Abstract
Evidenced-based community falls prevention programs can reduce falls in older adults. We sought to (1) describe the characteristics of program participants who met completion criteria by receiving the full program dose (completers) versus those who did not (non-completers), and (2) determine the differences in outcomes (falls, fear of falling and physical function) between the two groups. Data from ten programs from 2014–2019 were evaluated. Completers were older and reported more fear of falling and lower perceived health at baseline. A higher proportion of completers had reduced falls, decreased fear of falling, and were more likely to take actions to reduce fall risk. Both groups improved in physical function with no evidence of a difference between groups. While completers gained a greater benefit, both groups demonstrated a fall risk reduction. A larger loss of non-completers to follow-up may have impacted results. Targeting programs for individuals may improve completion rates.
Introduction
Falls are a significant health concern for older adults in the United States (US), with 14 million older adults reporting a fall in 2020 (Kakara, 2023). Falls are the leading cause of serious injury for people over 65 and fall injuries can result in loss of independence and mortality (Kakara, 2023; Vaishya & Vaish, 2020). Fall risk screening and fall prevention programs can reduce the incidence of falls (Brach et al., 2022; Johnston et al., 2019).
Evidenced-based falls prevention programs, which are programs evaluated by research and disseminated into community settings, aim to reduce falls and fall risk (Brach et al., 2022). Programs are offered as workshops or weekly classes (fixed duration and ongoing) and contain a variety of educational and exercise training interventions. The Administration for Community Living (ACL) awards grants to eligible US organizations (i.e., non-profits, state and local governments, community agencies, universities, tribal organizations) to implement falls prevention programs for older adults that meet ACL’s evidenced-based definition (Administration for Community Living, 2024; Kulinski et al., 2017). In 2023, ACL awarded eight organizations four-year grants totaling $4.3 million. The ACL awarded more than $50 million since the inception of the program in 2014 (Administration for Community Living, 2024).

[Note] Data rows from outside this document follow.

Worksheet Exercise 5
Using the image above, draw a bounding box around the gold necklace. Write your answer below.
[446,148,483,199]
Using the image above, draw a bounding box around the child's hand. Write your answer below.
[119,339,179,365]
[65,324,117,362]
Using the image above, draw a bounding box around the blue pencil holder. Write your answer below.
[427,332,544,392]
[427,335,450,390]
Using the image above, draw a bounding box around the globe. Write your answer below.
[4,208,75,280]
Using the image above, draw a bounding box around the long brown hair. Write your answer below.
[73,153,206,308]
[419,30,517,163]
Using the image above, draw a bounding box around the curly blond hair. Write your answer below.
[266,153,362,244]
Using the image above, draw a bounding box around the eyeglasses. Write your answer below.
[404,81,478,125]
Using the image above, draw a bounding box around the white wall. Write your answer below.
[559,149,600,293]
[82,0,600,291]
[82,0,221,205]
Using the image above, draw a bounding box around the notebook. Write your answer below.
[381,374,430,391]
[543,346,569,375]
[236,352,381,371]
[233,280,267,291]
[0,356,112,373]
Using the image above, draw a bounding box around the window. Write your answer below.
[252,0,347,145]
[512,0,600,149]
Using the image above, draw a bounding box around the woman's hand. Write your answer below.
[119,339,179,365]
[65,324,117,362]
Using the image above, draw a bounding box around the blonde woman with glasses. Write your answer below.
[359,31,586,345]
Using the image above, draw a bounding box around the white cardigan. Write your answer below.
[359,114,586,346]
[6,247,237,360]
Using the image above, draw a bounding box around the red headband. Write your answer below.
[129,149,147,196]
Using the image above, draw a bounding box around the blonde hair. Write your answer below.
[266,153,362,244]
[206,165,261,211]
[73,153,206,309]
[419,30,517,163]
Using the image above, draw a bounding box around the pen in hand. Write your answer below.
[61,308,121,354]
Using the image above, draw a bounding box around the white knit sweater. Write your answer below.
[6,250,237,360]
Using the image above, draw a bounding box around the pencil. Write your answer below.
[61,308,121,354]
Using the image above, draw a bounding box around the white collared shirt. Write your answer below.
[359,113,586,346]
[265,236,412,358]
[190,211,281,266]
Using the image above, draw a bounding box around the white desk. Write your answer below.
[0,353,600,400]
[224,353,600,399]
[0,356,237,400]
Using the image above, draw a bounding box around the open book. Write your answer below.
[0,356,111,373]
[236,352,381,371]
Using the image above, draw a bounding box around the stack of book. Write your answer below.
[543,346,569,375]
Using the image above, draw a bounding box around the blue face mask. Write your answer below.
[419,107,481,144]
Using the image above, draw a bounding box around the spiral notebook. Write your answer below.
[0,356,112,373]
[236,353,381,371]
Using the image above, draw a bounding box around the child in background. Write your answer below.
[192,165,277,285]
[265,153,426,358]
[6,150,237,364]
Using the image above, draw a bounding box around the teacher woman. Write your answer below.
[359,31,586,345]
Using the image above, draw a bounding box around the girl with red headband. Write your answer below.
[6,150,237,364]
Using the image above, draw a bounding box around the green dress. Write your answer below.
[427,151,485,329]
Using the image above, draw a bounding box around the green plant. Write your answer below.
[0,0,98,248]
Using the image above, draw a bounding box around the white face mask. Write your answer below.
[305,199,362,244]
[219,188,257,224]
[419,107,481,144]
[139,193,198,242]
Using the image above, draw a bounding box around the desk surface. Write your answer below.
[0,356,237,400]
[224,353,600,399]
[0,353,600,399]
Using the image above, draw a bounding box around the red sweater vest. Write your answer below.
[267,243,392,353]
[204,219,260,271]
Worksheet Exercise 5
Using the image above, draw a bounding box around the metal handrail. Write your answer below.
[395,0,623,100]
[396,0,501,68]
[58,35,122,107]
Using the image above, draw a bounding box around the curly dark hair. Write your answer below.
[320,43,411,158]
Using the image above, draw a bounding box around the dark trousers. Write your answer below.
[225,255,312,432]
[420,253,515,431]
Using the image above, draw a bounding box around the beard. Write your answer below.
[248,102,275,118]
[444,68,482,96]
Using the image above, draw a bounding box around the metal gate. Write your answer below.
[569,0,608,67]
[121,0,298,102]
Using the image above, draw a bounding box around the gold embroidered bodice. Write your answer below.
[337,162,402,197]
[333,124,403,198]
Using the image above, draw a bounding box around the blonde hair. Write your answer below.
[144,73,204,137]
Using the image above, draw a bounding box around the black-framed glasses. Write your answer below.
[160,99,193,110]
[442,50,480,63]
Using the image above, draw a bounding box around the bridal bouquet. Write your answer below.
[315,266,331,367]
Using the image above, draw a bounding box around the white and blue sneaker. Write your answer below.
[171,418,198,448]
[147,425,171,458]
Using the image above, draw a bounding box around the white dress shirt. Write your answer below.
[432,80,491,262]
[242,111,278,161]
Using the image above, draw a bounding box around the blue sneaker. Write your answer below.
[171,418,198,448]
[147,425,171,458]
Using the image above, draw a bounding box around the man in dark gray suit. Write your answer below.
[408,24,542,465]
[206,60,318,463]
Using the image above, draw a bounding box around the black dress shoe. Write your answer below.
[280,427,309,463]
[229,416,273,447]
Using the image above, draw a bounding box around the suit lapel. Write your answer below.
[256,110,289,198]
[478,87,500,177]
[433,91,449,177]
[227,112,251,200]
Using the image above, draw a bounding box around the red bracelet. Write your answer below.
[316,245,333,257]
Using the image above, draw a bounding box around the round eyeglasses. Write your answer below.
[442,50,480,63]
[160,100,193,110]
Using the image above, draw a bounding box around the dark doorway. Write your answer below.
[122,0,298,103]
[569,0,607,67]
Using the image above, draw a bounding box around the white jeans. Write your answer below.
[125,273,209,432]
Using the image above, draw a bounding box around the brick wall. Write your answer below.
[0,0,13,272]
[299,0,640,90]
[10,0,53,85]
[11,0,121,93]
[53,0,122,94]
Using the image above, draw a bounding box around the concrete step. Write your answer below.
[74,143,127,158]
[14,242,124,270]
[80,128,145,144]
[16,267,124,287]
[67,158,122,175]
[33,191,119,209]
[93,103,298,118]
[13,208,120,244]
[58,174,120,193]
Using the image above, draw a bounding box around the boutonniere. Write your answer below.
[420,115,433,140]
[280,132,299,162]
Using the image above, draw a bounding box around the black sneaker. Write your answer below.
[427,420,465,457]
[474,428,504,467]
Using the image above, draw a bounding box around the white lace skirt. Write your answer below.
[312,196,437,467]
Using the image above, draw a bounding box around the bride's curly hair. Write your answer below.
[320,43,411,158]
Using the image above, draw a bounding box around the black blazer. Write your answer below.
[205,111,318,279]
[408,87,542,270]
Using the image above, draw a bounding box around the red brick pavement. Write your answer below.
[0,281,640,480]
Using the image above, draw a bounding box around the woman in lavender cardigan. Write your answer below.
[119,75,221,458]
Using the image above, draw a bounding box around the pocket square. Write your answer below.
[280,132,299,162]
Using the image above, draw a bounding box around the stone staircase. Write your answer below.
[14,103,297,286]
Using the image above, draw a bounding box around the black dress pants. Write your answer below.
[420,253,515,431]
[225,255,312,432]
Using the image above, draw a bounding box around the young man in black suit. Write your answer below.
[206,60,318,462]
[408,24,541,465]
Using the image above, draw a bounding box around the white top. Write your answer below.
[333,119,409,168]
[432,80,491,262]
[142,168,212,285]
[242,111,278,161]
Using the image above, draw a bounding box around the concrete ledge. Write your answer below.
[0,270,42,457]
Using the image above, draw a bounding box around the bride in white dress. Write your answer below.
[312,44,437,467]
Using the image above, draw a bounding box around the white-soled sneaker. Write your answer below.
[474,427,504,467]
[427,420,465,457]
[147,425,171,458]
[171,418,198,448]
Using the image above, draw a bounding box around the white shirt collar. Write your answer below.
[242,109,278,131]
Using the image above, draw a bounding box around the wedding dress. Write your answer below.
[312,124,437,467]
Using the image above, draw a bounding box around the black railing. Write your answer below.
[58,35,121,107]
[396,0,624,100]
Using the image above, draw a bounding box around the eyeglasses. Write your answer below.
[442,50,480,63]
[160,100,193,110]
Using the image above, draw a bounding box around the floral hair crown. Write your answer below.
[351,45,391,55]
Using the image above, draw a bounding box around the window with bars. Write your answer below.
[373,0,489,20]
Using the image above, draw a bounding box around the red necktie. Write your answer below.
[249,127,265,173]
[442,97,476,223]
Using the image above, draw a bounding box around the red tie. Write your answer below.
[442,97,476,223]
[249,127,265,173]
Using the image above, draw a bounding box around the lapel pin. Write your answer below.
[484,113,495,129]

Grantee falls prevention programs reached more than 85,000 participants in the first five years of the program (2014–2019) (Brach et al., 2022). These programs reduced fear of falling, self-reported falls, and self-reported falls resulting in injury (Brach et al., 2022). Remaining unknown is the impact of receiving the full intended dose of the program and the characteristics of those who complete the programs. Understanding the characteristics of program completers and non-completers and their outcomes post-program can influence dosage, recruitment and retention strategies.

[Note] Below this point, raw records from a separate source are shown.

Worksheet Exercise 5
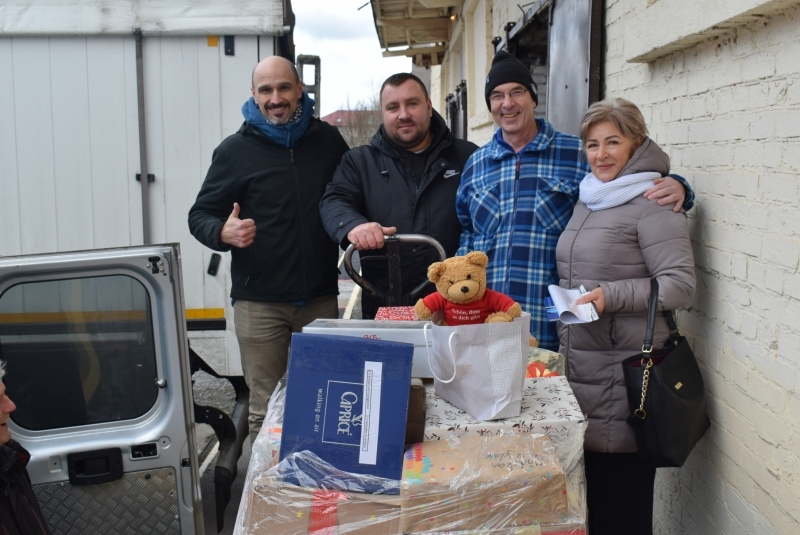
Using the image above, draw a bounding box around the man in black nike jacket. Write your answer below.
[320,73,478,318]
[189,56,348,441]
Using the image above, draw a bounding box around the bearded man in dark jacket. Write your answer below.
[320,73,478,319]
[189,56,348,443]
[0,362,50,535]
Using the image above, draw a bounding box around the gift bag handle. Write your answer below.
[642,277,658,355]
[633,277,658,420]
[422,321,457,384]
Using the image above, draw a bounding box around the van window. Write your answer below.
[0,275,158,431]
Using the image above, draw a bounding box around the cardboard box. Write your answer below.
[303,319,433,378]
[280,333,413,483]
[406,378,425,446]
[245,477,402,535]
[400,435,569,533]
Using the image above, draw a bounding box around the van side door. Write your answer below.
[0,244,203,535]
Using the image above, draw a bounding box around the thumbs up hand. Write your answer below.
[219,202,256,249]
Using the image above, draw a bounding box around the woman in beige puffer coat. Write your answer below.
[556,99,695,535]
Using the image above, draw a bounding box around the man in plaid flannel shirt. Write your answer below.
[456,52,694,351]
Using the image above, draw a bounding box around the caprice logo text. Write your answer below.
[336,392,363,436]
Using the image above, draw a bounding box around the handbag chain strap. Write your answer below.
[633,359,653,420]
[633,277,660,420]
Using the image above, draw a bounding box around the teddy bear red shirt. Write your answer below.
[422,290,514,325]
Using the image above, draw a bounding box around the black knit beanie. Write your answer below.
[484,50,539,110]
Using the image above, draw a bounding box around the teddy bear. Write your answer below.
[414,251,522,325]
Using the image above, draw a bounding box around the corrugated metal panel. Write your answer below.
[0,0,284,36]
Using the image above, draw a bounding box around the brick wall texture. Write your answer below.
[605,0,800,535]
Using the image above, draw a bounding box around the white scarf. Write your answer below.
[580,171,661,212]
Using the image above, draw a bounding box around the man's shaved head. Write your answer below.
[250,56,300,88]
[250,56,303,126]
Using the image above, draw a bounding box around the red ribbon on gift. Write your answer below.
[308,490,347,535]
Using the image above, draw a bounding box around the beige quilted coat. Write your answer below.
[556,139,695,453]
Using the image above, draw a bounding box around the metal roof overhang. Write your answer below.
[0,0,291,36]
[371,0,464,67]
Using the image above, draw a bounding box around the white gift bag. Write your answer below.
[423,312,531,420]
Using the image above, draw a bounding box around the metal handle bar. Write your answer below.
[344,234,447,306]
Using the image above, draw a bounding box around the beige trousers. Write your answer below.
[233,295,339,444]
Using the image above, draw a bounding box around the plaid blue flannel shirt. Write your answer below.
[456,119,694,351]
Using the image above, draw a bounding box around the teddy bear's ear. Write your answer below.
[464,251,489,267]
[428,262,444,284]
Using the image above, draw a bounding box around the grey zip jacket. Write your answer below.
[556,139,696,453]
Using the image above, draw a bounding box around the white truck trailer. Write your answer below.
[0,0,294,535]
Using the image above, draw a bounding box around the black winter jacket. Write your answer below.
[320,110,478,318]
[189,117,348,302]
[0,440,50,535]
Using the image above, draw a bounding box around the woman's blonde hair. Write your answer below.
[581,97,647,146]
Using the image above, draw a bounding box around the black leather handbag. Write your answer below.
[622,279,711,467]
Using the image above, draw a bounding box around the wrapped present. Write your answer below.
[375,307,419,321]
[244,476,402,535]
[400,434,569,533]
[527,347,567,377]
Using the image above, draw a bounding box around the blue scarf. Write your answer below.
[242,91,314,148]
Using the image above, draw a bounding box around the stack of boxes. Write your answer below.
[234,326,585,535]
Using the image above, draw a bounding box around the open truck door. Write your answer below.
[0,244,203,535]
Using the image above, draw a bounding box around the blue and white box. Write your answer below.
[280,333,414,479]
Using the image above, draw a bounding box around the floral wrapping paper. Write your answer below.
[425,376,586,462]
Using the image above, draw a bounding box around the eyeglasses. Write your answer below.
[489,87,528,104]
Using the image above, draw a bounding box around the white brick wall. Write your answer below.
[605,0,800,535]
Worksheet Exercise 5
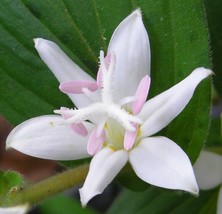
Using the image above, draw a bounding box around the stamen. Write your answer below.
[132,75,150,115]
[87,128,105,155]
[124,124,138,150]
[119,96,138,106]
[100,51,116,104]
[82,88,99,103]
[96,54,111,88]
[97,117,107,137]
[57,107,88,137]
[60,103,143,131]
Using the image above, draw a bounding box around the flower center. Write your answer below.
[54,51,149,155]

We sought to (1) describe and compare the characteristics of ACL evidenced-based community falls prevention program participants who met completion criteria by receiving the full program dose (completers) and those that did not (non-completers), and (2) examine the differences in outcomes (falls, fear of falling and physical function) between the two groups. Our hypothesis was that completers would have better post-program outcomes (reduced falls, reduced fear of falling and better physical function) than non-completers.
Methods
Evidence-Based Program Repository
The ACL provides funding to the National Falls Prevention Resource Center to maintain a national administrative database of evidence-based falls prevention programs and participants. The database holds standardized program performance monitoring data which is required by the ACL for falls prevention grantees who receive funding (National Council on Aging, 2023). While organizations not receiving funding are not required to report data into the database, some voluntarily provide data. Data is collected by program leaders and host organizations, and entered into the central repository (Kulinski et al., 2017).
Programs with data provided in the repository include both education-focused programs (FallScape, Matter of Balance, and Stepping On) and exercise-focused programs (Enhance Fitness, Health Steps in Motion, Otago Exercise Program, Tai Chi for Arthritis, Tai Ji Quan-Moving for Better Balance, Stay Active and Independent for Life, and Stay Safe, Stay Active). Details on the individual programs’ format, duration, and intended outcomes are provided in supplemental table 1.
Data and Analysis
Data were collected pre- and post-program and included demographics, participant perception related to falls, self-reported falls (in previous three months pre-program and since the program started post-program). Physical function measures were collected in some programs. Study data spans September 2014 to December 2019. Participant perception was measured via surveys and included confidence in falls-related activities, number of falls, fear of falling, confidence in avoiding falls and actions taken to reduce falls (e.g., changes in the home, exercise, medication review, vision and healthcare screening, talking with loved ones about fall risk). Some programs also collected data on participant’s physical function that can predict fall risk including the Timed Up and Go (TUG, mobility) and repeated chair stands (functional strength). During the TUG, participants are timed for how long it takes them to stand up from a chair, walk ten feet, turn around, walk back to the chair, and sit back down. A time longer than 12 seconds suggests a higher risk of falls (Lusardi et al., 2017). The repeated chair stand test, also known as the 30 second sit to stand (30STS), measures the number of times a participant can rise from a chair and sit back down in 30 seconds (Jones et al., 1999). Age-based norms are provided; for example, less than 12 repetitions for men and 10 repetitions for women ages 70–74 suggest increased fall risk (Centers for Disease Control and Prevention, 2024; Jones et al., 1999) General norms for all people over age 65 are consistent with the age-based norms with a cutoff of 11 repetitions separating fallers from non-fallers (Roongbenjawan & Siriphorn, 2020).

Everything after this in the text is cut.